Economic Growth Cools as US Companies Rein in Inventories
The U.S. economy expanded at a slower pace in the third quarter as companies took advantage of gains in consumer and business spending to reduce bloated stockpiles.
Gross domestic product grew at a 1.5% annual rate, in line with the 1.6% median forecast of economists surveyed by Bloomberg News, Commerce Department data showed Oct. 29. Excluding the biggest swing in inventories in four years, the pace of growth was 3% compared with 3.9% in the previous three months.
Household purchases, buoyed by job and income gains, probably will continue to underpin the world’s largest economy even as weaker demand from overseas customers holds back exports and manufacturing. The quick rebalancing of stockpiles to be more in line with domestic demand heading into the holiday season indicates factory production soon will stabilize, eliminating a source of weakness.
“The headline is not indicative of how solidly the U.S. is growing,” said Gennadiy Goldberg, U.S. rates strategist in New York with TD Securities, who correctly projected the third-quarter gain. “The domestic drivers in consumption are quite strong.”
The median forecast for GDP, the value of all goods and services produced, was based on a survey of 80 economists. Projections ranged from gains of 0.9% to 2.4%. The estimate is the first of three for the quarter. The other releases scheduled for November and December, when more information becomes available.
The economy grew at an average 2.3% pace in the first half of the year as a 3.9% surge in the second quarter more than made up for a first-quarter slowdown caused by frigid weather, a labor dispute at West Coast ports and cutbacks in the energy industry. GDP expanded 2.4% in all of 2014.
A separate report from the Labor Department showed the number of applications for unemployment benefits were little changed last week, hovering near the lowest levels in four decades. Jobless claims rose by 1,000 to 260,000 in the period ended Oct. 24.
The Commerce Department’s third-quarter growth estimate showed household purchases, which account for almost 70% of the economy, rose at a 3.2% annual pace compared with a 3.6% pace in the prior three-month period. Personal consumption added 2.2 percentage points to growth.
After-tax incomes adjusted for inflation climbed at a 3.5% annual rate, almost three times the 1.2% gain in the prior three months. That allowed the saving rate to increase to 4.7% from 4.6%, indicating consumers have plenty of firepower to continue to drive growth.

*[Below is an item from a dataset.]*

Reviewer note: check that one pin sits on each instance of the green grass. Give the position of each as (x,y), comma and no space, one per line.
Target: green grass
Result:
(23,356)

Stable job growth in 2015 and cheaper prices at the pump have helped cushion Americans’ pocketbooks, supporting the household spending that makes up the biggest share of U.S. growth. While payrolls advanced at a slower pace than forecast in August and September, the pace of hiring this year has averaged 198,000 a month, beating the annual average for seven of the 10 years through 2014.
Gasoline costs have been receding for the past two months. The average price of a gallon of regular gasoline fell to $2.20 on Oct. 27, the lowest since February, according to auto group AAA. That compares with a daily average of $3.34 in 2014.
A smaller gain in inventories subtracted 1.4 percentage points from growth, the biggest drag since the last three months of 2012, the Commerce Department’s report showed. The $59.8 billion slowdown at an annual pace from the prior quarter was the biggest since the third quarter of 2011.
“The story on inventories is that it’s a big adjustment that occurred quickly and should be far less of a drag” in the next few quarters, Stuart Hoffman, chief economist at PNC Financial Services Group Inc. in Pittsburgh, said before the report.
Outside of inventories, business investment held up last quarter. Spending on new equipment climbed at a 5.3% annualized rated, the most in a year. However, outlays on intellectual property such as software and research and development cooled, growing 1.8%, the smallest gain in two years.
The trade deficit was little changed, while government spending advanced as gains in federal non-defense and state and local outlays made up for a drop in military procurement.
Federal Reserve policymakers said at the close of their two-day meeting in Washington on Oct. 28 that they will consider tightening policy at their next meeting in December, without making a commitment to act this year as the economy continues to expand at a “moderate” pace.
The officials removed a line from September’s meeting statement about global economic and financial developments restraining economic activity and added a reference to the possibility of increasing the rate at the “next meeting” based on “realized and expected” progress in reaching their employment and inflation goals.